When it comes to employee safety and PPE, “I like to believe that most people ‘get it.’ They’ve all been through the training,” observes Mike Walters, vice president of safety and fleet at Superior Energy Systems.

Yet everyone on a propane company’s staff must remain diligent about any hazards that may be present – readily seen or not seen – as people tend to feel that “if it hasn’t happened, I can’t visualize it.” You have to continually pay attention to your surroundings, he says.

While bearing in mind the assorted workplace regulations, Walters stresses that the PPE particulars of your situation are ultimately up to you. Your safety is your responsibility, he says. “Your personal safety belongs to you.” If a job site condition causes a sense of concern, “stop and find a safer way.”

Walters continues by emphasizing that “PPE is task driven,” meaning that choosing a certain type of safety equipment must depend on the specific job at hand. The gloves you wear while threading pipe differ from those worn while pumping propane.

“All PPE is not created equal. All eye protection is not created equal, and all respirators are not created equal,” he says. “You need different respirators for different tasks – there are a lot of nuances to it.”

Safety shoes are another example of variable PPE requirements. Composite-toe construction is suitable for most propane operations, according to Walters. If you’re working with heavy equipment, he says, wear shoes with steel toes.

In addition, high-visibility vests are crucial when working outside or inside in a setting where vehicles are present. Employees also should use hearing protection when appropriate.

In-house monitoring

Composite- or steel-toe footwear provides suitable protection for most operations. Photo: Peppersmint/iStock / Getty Images Plus/getty Images

Composite- or steel-toe footwear provides suitable protection for most operations. Photo: Peppersmint/iStock / Getty Images Plus/Getty Images

Ray Collins, propane safety director at Sapp Bros. Petroleum, headquartered in Omaha, Nebraska, reports that cloth and paper masks are utilized along with generous amounts of hand sanitizer.

“Common sense has really kicked in with this pandemic,” he says, referring to the willingness of the staff to wear masks and take other safety precautions.

N95 masks are preferred, but Collins says they have been hard to obtain. Staff members have been expressing satisfaction with the NPGA-provided cloth masks because they don’t fog up eyeglasses. The company recommends that cloth masks be worn one day and then laundered.

A flame-retardant smock must be worn at a terminal, but the garment is not required at a bulk plant.

Pebble grain gloves are typically worn for most job functions. If an employee needs to enter a residence or commercial building, new rubber gloves are worn and then disposed of upon exiting the structure.

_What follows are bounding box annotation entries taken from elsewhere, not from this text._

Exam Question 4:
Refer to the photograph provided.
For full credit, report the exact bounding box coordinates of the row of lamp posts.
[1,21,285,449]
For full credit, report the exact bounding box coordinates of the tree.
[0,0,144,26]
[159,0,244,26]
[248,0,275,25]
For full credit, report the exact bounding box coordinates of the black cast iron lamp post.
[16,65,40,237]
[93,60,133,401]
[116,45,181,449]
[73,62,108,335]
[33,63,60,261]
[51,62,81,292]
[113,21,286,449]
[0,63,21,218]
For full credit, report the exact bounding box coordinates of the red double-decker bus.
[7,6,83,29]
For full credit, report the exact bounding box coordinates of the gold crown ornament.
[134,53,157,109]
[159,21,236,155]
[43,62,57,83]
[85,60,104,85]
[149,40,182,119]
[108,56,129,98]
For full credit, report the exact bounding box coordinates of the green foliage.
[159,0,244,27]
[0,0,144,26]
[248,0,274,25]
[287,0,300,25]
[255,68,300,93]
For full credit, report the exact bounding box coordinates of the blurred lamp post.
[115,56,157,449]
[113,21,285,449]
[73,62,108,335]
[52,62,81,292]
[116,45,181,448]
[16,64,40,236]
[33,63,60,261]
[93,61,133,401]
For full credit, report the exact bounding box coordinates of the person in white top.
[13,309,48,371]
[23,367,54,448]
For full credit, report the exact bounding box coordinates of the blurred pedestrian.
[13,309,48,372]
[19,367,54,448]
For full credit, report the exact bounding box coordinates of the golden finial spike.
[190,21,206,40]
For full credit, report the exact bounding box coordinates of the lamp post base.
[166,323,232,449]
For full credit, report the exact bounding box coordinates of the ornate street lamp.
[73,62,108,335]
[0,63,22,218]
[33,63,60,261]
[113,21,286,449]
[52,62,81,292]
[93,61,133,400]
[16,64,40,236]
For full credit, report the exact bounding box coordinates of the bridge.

With locations throughout Connecticut, Hocon Gas is intently aware of the ramifications of the coronavirus, given its close proximity to the outbreak hotbed of New York City, says company President David Gable.

At press time in May, about a dozen of Hocon Gas’ 120 employees were under a two-week quarantine for fear they had been exposed to COVID-19. The company purchased a forehead thermometer to facilitate consistent in-house monitoring efforts.

“We’re taking this pretty seriously,” says Gable. “Everyone has been more than willing to put face masks on and use the hand sanitizer.”

As they go about their duties, the workers haven’t found the masks to be too warm for comfort because the region’s outdoor temperatures have been on the chilly side.

“I don’t know what’s going to happen when it’s 80 degrees out,” he says.